- Levan Khotivari
- Born: 4 January 1902 Kutaisi, Kutaisi Governorate, Russian Empire
- Died: 14 December 1980 (aged 78) Tbilisi, Georgian SSR, Soviet Union
- Resting place: Saburtalo Pantheon, Tbilisi
- Occupations: Film director, actor, screenwriter
- Years active: 1924–1980

= Levan Khotivari =

Georgian film director (1902–1980)

Levan Iosebis dze Khotivari (ლევან ხოტივარი; 4 January 1902 – 14 December 1980) was a Georgian film actor, director and screenwriter. He worked at the Georgian Film Studio, where he directed mainly comedies, and was named a People's Artist of the Georgian SSR in 1980.

== Early life and career ==
Khotivari was born on 4 January 1902 in Kutaisi. He finished the Kutaisi classical gymnasium in 1921 and from 1923 to 1925 studied at a film-actors' studio in Georgia.

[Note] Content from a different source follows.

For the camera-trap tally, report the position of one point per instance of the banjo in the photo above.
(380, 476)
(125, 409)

From 1924 he appeared as an actor in more than a dozen films, and from 1944 he worked as an assistant and second director at the Georgian Film Studio. He made his debut as a director in 1954 and went on to direct, mostly comedies. His films include Chrichina (1954, with Siko Dolidze), I Will Tell the Truth (1957), Bridegroom Without a Diploma (1961), Tariel Golua (1968) and A Merry Romance (1972); he also co-wrote several of these screenplays.

== Awards and honours ==
- People's Artist of the Georgian SSR (1980)

== Death ==
Khotivari died in Tbilisi on 14 December 1980 and was buried at the Saburtalo Pantheon.